From this, we can find \( x = \frac{y'}{4} \).
Now, we substitute this value of \( x \) back into equation (1):
\( y = 2x(x) \)
\( y = 2x\left(\frac{y'}{4}\right) \)
\( y = \frac{xy'}{2} \)
By simplifying this equation, we get \( 2y = xy' \). This matches the given differential equation.
So, \( y = 2x^2 \) is a solution to the given differential equation \( xy' = 2y \). This shows how the original function satisfies the differential equation.
(ii) Given, \( y = ae^x + be^{-x} \) ... (1). The differential equation is \( y'' - y = 0 \).
First, we differentiate \( y \) with respect to \( x \):
\( y' = ae^x - be^{-x} \)
Next, we differentiate \( y' \) again with respect to \( x \) to find \( y'' \):
\( y'' = ae^x + be^{-x} \)
We notice that \( y'' \) is the same as the original \( y \). So, we can write \( y'' = y \). This is because differentiating \( e^x \) twice gives \( e^x \), and differentiating \( e^{-x} \) twice also gives \( e^{-x} \).
This means \( y'' - y = 0 \). This matches the given differential equation.

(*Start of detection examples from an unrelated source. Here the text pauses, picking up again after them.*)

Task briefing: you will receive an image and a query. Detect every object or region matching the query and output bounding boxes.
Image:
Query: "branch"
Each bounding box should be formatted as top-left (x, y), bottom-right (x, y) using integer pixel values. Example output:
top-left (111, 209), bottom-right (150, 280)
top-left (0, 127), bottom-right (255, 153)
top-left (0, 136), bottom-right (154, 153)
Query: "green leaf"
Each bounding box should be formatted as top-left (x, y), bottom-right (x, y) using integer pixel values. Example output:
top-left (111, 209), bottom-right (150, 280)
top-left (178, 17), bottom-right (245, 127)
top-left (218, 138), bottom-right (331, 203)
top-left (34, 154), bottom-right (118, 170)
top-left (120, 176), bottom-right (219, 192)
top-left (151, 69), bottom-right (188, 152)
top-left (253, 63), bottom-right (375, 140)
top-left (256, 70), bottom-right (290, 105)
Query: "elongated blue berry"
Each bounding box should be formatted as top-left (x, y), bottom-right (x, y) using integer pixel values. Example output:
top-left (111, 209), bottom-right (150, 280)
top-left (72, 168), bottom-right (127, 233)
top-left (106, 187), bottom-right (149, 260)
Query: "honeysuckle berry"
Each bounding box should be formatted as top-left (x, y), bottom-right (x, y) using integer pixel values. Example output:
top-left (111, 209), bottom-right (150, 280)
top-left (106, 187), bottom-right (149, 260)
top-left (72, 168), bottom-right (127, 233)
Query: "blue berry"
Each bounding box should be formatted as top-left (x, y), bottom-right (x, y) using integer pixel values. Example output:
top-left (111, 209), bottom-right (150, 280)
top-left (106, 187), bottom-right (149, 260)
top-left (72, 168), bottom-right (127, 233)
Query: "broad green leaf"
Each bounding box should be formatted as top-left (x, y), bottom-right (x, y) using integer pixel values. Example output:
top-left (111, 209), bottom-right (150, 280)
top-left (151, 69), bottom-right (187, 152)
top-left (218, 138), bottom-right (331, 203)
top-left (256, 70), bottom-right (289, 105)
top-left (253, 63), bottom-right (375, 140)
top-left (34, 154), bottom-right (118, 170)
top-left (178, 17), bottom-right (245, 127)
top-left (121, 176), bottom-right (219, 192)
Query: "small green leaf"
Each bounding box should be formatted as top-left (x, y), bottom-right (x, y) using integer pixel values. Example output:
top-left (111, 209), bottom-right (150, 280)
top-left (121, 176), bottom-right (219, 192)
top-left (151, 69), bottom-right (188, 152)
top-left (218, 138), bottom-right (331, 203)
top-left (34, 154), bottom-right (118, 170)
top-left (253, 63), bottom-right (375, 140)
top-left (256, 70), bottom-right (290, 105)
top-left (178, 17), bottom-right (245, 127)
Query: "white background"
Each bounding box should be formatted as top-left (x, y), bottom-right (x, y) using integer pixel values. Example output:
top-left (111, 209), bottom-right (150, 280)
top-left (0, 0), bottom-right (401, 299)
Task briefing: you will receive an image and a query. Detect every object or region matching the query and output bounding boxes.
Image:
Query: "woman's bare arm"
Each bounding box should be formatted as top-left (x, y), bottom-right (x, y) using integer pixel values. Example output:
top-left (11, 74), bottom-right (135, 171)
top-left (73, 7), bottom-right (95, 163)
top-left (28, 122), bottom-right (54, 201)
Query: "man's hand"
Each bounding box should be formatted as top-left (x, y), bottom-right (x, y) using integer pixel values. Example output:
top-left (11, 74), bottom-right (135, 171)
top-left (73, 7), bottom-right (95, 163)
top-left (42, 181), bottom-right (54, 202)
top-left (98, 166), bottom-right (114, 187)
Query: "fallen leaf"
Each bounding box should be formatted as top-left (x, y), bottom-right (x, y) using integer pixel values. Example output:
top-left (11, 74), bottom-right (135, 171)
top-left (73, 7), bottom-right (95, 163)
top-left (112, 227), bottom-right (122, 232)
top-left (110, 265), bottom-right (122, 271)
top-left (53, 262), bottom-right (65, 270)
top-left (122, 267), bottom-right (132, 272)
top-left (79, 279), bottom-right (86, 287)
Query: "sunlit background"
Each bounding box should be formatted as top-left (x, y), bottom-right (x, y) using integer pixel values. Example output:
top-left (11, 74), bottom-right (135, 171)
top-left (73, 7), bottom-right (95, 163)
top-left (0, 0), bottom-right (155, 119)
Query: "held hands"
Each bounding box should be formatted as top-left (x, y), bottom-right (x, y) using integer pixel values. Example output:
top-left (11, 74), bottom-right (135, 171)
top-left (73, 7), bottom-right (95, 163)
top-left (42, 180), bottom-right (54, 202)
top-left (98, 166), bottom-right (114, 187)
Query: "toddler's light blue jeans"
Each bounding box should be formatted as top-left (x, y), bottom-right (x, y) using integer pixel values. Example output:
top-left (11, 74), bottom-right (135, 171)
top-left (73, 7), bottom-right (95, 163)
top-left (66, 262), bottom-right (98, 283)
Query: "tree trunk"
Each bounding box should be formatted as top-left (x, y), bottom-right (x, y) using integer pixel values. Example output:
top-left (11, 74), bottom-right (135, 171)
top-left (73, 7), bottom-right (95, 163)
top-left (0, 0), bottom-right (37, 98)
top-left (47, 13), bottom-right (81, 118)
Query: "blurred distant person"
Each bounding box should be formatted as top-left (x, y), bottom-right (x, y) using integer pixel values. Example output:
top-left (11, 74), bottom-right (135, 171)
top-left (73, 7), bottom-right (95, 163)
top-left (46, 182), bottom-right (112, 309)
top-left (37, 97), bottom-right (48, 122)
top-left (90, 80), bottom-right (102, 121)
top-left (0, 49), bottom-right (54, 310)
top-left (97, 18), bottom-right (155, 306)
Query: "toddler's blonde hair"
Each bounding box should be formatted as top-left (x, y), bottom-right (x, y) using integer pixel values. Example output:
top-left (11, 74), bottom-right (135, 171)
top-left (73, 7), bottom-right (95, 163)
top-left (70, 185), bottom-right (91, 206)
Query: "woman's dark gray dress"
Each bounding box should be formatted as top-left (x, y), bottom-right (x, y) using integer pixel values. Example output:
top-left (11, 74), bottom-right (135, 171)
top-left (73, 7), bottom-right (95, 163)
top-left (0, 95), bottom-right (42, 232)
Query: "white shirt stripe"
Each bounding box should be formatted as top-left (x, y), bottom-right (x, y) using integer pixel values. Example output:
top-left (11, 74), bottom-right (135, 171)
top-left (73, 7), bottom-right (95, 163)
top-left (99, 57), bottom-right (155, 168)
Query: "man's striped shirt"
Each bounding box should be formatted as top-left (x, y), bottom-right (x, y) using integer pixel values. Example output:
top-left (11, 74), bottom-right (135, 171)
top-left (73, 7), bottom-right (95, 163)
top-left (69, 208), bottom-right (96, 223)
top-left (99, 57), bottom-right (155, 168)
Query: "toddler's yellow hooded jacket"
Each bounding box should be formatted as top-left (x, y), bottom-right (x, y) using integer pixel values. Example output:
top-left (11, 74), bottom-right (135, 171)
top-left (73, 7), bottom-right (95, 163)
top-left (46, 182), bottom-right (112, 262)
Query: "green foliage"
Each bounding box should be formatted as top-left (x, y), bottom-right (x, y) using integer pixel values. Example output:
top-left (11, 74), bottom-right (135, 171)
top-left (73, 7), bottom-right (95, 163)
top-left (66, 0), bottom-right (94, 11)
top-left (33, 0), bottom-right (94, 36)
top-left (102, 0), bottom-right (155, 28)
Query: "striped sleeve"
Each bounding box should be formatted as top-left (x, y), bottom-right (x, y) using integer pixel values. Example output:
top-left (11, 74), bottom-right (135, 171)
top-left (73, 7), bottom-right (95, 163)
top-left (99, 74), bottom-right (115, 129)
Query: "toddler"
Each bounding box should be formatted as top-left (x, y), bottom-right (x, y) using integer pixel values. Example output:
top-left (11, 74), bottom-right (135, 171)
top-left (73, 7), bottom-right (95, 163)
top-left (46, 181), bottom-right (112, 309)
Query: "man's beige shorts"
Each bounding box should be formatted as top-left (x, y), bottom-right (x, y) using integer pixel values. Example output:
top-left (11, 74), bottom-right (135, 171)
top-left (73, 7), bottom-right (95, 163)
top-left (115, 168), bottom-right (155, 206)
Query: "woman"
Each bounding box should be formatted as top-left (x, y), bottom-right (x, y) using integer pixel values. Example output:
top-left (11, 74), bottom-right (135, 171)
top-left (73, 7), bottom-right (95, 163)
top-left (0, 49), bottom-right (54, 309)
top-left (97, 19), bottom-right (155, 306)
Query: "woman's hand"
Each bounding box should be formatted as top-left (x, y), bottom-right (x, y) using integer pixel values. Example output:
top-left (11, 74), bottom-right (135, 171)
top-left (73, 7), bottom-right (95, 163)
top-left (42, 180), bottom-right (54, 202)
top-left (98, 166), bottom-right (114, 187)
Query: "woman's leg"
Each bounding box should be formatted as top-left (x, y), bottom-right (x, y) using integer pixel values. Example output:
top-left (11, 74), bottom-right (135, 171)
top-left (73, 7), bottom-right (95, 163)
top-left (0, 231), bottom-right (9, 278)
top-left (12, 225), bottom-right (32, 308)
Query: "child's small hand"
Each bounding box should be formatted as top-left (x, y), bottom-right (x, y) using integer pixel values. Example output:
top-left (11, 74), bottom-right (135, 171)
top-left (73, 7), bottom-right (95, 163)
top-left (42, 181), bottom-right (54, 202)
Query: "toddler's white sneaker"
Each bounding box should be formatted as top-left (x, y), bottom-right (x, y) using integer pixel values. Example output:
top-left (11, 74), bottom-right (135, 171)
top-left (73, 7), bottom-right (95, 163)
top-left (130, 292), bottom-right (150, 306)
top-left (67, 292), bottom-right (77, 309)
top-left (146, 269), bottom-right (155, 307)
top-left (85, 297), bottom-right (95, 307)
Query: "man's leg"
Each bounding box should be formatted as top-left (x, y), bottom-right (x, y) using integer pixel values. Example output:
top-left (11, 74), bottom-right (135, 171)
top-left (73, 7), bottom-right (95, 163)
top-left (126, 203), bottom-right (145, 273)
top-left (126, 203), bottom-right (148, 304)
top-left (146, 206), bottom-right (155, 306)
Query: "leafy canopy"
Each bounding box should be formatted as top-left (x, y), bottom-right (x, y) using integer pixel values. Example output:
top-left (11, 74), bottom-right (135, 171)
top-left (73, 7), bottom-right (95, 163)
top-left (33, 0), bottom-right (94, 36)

Therefore, \( y = ae^x + be^{-x} \) is a solution to the given differential equation \( y'' - y = 0 \).
In simple words: For each problem, we take the given function and find its derivatives (first and second, if needed). Then, we put these derivatives back into the differential equation given. If both sides of the differential equation become equal, it means the function is a solution.

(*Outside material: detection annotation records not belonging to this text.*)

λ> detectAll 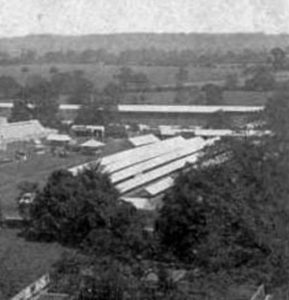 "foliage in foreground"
[156,89,289,286]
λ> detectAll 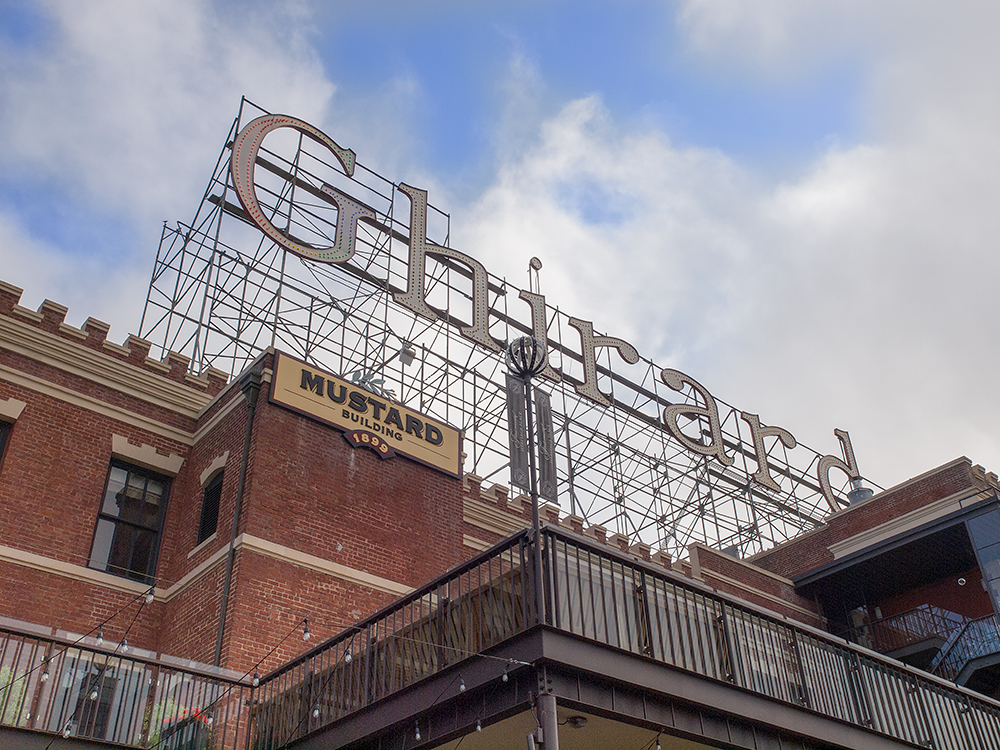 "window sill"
[188,531,219,560]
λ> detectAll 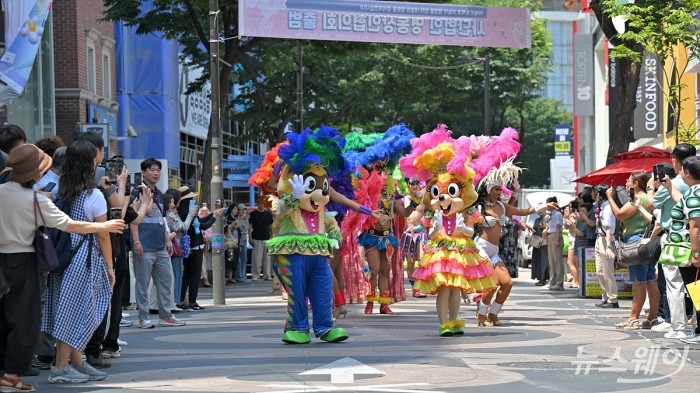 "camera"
[44,182,56,192]
[570,201,578,212]
[109,207,122,220]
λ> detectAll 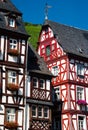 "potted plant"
[7,83,19,91]
[5,121,18,130]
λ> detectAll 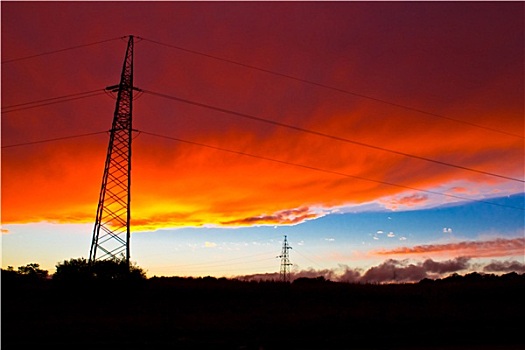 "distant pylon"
[278,236,292,282]
[89,35,138,266]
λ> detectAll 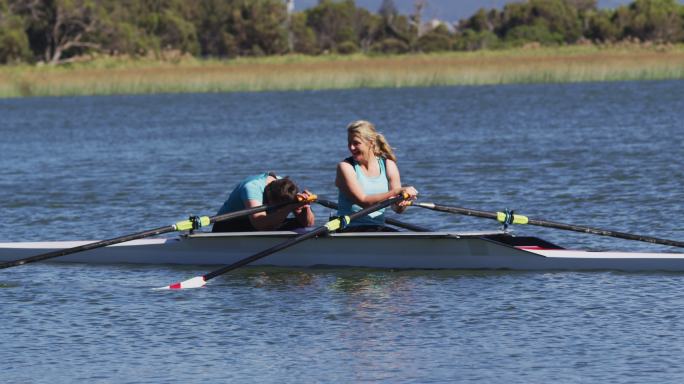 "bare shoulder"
[337,160,354,172]
[385,159,399,172]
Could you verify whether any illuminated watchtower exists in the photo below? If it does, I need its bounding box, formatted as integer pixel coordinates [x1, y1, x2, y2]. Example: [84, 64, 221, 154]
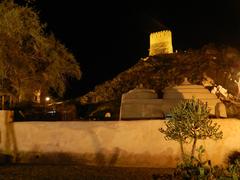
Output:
[149, 30, 173, 56]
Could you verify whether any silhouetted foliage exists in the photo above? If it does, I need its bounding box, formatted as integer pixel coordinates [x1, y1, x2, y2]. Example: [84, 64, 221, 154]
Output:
[0, 0, 81, 101]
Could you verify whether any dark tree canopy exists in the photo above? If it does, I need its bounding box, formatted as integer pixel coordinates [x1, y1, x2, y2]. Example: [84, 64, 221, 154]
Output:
[0, 0, 81, 101]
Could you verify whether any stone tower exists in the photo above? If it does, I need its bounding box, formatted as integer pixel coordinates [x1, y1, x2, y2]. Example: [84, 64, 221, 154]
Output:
[149, 30, 173, 56]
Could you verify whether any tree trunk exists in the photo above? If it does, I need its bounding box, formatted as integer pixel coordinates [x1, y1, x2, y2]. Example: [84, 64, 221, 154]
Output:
[179, 139, 185, 162]
[191, 137, 197, 161]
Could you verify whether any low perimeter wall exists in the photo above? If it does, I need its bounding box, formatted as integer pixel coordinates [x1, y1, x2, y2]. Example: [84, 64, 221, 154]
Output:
[0, 111, 240, 168]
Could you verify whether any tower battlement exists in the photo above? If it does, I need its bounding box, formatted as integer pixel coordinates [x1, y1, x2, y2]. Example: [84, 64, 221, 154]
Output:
[149, 30, 173, 56]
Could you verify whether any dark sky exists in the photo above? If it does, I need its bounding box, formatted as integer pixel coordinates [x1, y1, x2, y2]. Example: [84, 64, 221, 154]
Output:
[35, 0, 240, 98]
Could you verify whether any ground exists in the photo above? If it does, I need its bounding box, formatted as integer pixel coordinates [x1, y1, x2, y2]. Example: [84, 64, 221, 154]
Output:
[0, 164, 173, 180]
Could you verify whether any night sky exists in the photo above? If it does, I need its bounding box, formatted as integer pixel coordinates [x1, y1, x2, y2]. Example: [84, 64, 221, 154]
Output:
[34, 0, 240, 98]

🎯 Exam Tip: Remember to clearly show each differentiation step and substitute carefully to demonstrate that the given function satisfies the differential equation. Avoid skipping steps to ensure full marks.
Question 2. Find the value of m so that the function \( y = e^{mx} \) is a solution of the given differential equation.
(i) \( y' + 2y = 0 \)
(ii) \( y'' - 5y' + 6y = 0 \)
Answer:
(i) Given differential equation: \( y' + 2y = 0 \) ... (1)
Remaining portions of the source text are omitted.